Understanding the Dominance of Arabica Beans in US Supermarkets

Understanding the Dominance of Arabica Beans in US Supermarkets

In the United States, most of the coffee available on supermarket shelves is typically made from Arabica beans. Arabica, which accounts for approximately 60-70% of global coffee production, is favored for its smoother and more nuanced flavor profile. In contrast, robusta beans, known for their stronger and more bitter taste, are often used in instant coffee and some espresso blends. However, robusta beans represent a smaller portion of the coffee sold in supermarkets.

Marketing and Consumer Perception

The dominance of Arabica in the U.S. supermarket coffee market is largely due to marketing strategies. American marketers are perceptive of the taste preferences of their consumers. When Maxwell House launched a new campaign to remove robusta beans from their standard store-shelf blends, it signaled a shift in market trends. Folgers, a leading brand in the U.S., has consistently claimed to use all Arabica beans. The phrases "arabica" and "quality" are often interchangeable in the consumer perception.

Historical Context: No More Robusta Campaign

Before Maxwell House's switch to Arabica, Folgers would often highlight the use of Arabica beans to position their product as superior. This marketing strategy worked well, but it led to a retraction in 2008/09. Folgers continued to claim that "that other brand" used robusta beans, which was no longer true. The retraction in the August 2008/2009 New York Times NYT demonstrates the importance of staying current in marketing and accurately representing product claims.

Taste vs. Value

From a taste perspective, Arabica is generally preferred. However, for many consumers, the choice is driven by value. Many people are willing to pay more for a Lavazza Moka pot blend, which contains up to 25% robusta. Most good barista shops have espresso blends that include 4 to 15% robusta, incorporating its bitter qualities into the blend.

It's important to note that not all Arabica beans are of the highest quality. While some top-tier Arabica beans are identifiable, a large portion of Arabica used in mass-market blends is of lower quality compared to robusta. Growers in certain countries, particularly Brazil and Indonesia, are experimenting with improving robusta quality, and there is still significant room for improvement.

Cultural and Regional Preferences

Regional preferences also play a role in coffee consumption. In countries like Vietnam, the popularity of coffee and condensed milk blends made from robusta beans is high. In Thailand, robusta is used to make the popular coffee and cardamom ice drink, despite the harshness of the beans. Most Americans, even in the United States, prefer blends that include robusta, such as the New Orleans blend, which combines Arabica with chicory.
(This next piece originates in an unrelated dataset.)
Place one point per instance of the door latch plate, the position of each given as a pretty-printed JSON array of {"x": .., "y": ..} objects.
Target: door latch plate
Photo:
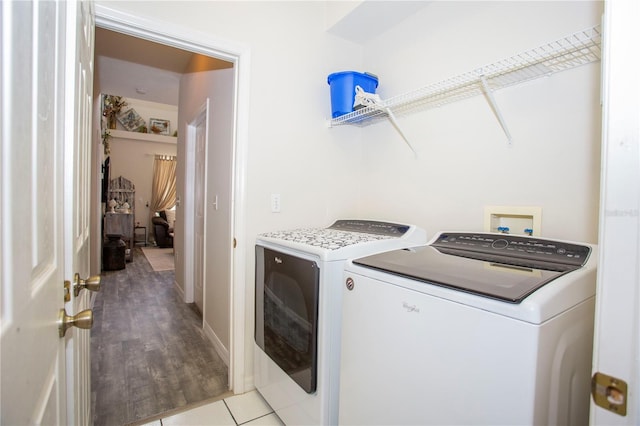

Italy, a country known for its coffee culture, also demonstrates the dual nature of robusta consumption. The price point of coffee is crucial in Italy, and if it exceeds 1 Euro per serving, customers often choose to make their own coffee using moka pots. This indicates that the choice between Arabica and robusta is not solely based on quality but also on cost and perception.

In conclusion, while Arabica beans dominate the U.S. supermarket coffee market due to marketing and consumer preferences, the choice between Arabica and robusta is more complex than it might seem. It is influenced by taste, value, regional preferences, and even cultural practices. Understanding these factors can provide a more comprehensive view of the current landscape of coffee consumption in the United States.